Fig. 1 is a sectional view of a conventional DC brushless motor, Fig. 2 is a sectional view of a DC brushless motor of the present invention, Fig. 3 is a sectional view of its rotor, and Figs. 4(a) and (b). 1A and 1B show magnetic flux distribution diagrams of rotors of conventional brushless DC motors and those of the present invention, respectively. 1... Stator housing, 2... Stator iron core, 3...
... Stator winding, 4... End bracket, 5...
Bearing, 6... Rotor shaft, 7... Rotor knob, 8...

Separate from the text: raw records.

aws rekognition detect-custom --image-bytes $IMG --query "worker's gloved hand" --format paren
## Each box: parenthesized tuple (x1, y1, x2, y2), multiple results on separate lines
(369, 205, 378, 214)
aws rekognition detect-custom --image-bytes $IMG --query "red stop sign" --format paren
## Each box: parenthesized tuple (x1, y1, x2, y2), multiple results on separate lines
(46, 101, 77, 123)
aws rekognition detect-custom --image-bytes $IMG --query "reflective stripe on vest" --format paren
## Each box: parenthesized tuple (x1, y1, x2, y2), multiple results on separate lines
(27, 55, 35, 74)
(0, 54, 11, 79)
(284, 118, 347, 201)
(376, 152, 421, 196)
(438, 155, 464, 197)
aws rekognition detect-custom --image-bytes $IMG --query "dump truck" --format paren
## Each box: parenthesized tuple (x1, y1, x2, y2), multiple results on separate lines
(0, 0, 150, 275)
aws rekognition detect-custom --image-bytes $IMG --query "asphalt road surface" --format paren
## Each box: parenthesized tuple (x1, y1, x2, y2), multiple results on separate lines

...Permanent magnet, 9, 19... Holding device, 10... Magnetic detector, 17... Rotor yoke, 18... Magnet,
20...Space. +10 +2 concave U +30 1 day +4 circles (0 U +40 (b)

Claims (3)

[Claims] (1) A hollow cylindrical stator core consisting of a hollow cylindrical stator core and a plurality of stator windings arranged inside the cylinder, facing each other across the inner surface of the stator. A rotor equipped with permanent magnets is supported to rotate freely, and the plurality of stator windings are connected to each other through an energization control device driven by the output of a magnetic detector that detects the position Rvi of the magnetic poles of the permanent magnet rotor. t for
In a direct current brushless motor that controls and drives the permanent magnet rotor to rotate in a constant direction, the magnetic detector is installed on the inner circumferential surface of the hollow cylindrical permanent magnet rotor that does not face the cylindrical stator. A direct current brushless motor characterized in that the motors are arranged opposite to each other. (2) The cylindrical permanent magnet is composed of a ferrite magnet with polar anisotropy that records magnetic flux in the radial direction.
A direct current brushless electric motor according to claim 1, which is defined as IF&. (3) The yoke of the rotor is made entirely of magnetic material, and the axial length of the yoke is shorter than the total length of the permanent magnet, so that the end face of the yoke is recessed in the axial direction from the end face of the permanent magnet. A direct current brushless motor according to claim 1 or ff12, characterized in that a space is formed by the permanent magnet rotor, and a magnetic detector for detecting the position of the permanent magnet rotor is disposed within the space.